Axon Jgroups configuration

Hi All,
In our application based on axon, jgroups connector is used for node identification. Please find attached tcp_gossip.xml used. It is noticed that most of the time is spend in node identification for command processing. Not sure if there is some issue with tcp_gossip configuration. This time noticed is some where near to 10 - 12 sec, first few requests, which goes on increasing as the load testing progresses.

Please suggest.

Thanks,
Vijaya

tcp_gossip.xml (2.07 KB)

Hi Vijaya,

how do you mean 10-12 seconds for node identification? Is that a one-time identification each time a new node is connected, or is that time spent each time a command is sent? The latter would be surprising, as the node is chosen based on information available in-memory.
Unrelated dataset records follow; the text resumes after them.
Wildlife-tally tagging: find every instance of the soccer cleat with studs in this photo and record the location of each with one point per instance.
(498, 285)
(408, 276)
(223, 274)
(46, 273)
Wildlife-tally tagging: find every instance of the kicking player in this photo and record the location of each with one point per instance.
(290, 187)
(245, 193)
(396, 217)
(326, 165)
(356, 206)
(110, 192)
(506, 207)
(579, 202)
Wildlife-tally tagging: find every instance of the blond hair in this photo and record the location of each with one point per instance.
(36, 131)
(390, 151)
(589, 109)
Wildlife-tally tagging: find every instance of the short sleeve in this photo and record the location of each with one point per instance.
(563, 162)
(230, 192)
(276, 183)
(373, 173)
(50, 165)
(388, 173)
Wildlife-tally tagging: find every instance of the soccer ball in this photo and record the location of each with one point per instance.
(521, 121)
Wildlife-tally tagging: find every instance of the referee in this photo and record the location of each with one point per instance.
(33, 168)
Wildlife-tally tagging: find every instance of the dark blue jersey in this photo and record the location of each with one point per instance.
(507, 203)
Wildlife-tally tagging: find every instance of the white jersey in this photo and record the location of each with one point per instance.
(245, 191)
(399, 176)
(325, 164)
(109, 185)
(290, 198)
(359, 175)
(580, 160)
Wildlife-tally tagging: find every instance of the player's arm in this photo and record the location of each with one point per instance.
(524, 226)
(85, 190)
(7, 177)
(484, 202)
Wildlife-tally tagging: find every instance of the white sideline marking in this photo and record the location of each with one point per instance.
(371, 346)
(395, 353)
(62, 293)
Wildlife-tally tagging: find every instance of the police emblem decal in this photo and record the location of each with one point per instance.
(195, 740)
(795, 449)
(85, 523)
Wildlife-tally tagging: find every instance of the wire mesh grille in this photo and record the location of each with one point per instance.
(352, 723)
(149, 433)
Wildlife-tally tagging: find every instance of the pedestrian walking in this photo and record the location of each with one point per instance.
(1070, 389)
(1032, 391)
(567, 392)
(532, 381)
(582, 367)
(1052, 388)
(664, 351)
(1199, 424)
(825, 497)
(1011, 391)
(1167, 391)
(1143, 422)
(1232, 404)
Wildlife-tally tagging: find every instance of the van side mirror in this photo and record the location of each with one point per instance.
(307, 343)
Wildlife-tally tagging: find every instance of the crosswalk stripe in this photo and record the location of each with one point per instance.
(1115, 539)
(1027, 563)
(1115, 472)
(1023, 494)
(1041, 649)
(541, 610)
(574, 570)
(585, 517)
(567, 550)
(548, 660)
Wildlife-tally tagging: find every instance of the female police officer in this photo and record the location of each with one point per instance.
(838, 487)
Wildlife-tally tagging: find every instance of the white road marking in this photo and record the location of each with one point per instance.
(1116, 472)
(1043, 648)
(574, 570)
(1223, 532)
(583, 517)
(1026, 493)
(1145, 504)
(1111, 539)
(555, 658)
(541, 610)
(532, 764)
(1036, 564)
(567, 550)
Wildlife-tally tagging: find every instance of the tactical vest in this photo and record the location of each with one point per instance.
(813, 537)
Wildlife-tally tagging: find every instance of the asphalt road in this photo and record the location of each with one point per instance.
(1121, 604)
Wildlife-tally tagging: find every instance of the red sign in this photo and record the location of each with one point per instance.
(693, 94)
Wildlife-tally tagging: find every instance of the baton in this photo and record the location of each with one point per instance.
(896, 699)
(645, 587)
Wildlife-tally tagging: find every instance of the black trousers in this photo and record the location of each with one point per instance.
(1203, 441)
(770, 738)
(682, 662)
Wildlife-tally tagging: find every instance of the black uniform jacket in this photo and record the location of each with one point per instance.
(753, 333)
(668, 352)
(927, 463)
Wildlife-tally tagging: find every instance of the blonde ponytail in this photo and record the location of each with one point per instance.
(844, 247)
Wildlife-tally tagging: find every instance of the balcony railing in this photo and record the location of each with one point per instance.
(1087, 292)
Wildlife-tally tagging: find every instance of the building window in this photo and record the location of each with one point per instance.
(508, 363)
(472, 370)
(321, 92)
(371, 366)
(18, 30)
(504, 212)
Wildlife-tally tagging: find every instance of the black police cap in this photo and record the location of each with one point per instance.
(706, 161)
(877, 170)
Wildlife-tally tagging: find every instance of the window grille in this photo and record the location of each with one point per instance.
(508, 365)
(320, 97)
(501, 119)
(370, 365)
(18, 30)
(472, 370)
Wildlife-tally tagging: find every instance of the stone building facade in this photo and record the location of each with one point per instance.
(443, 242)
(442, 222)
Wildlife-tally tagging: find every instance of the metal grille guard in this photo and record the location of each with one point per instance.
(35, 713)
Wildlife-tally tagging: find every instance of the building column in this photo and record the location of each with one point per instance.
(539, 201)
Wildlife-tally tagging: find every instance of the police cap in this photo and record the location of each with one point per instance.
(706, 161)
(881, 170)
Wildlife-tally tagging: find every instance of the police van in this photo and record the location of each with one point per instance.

How many nodes do you have, and what is the average loadFactor you have configured for each of them?

Cheers,

Allard

This is not one time, every command posting is taking this long time. We have configured two nodes with loadFactor as 50 for both nodes.
One more issue noticed is, we frequently get this ConcurrencyModificationException for Aggregate. Here are the details of application

  1. Application is running on two nodes. Application is configured to use distributed command bus for distribution of commands using Jgroups connector.
  2. Application is receiving the messages in MessageListener using JMS protocol.
  3. In listener the command is created and pushed to command bus using command gateway.
  4. The node for execution of this command is decided using JGroups connector based on AnnotationRoutingStrategy.
  5. During initial request we don’t see much delay in the time request is received by the listener, till it is executed by the specific node. But later this delay goes on increasing and reaches to 10 -15 sec.
  6. Also it is noticed that we frequently get ConcurrencyModificationException for Aggregate, even though application is not executing two commands at the same time.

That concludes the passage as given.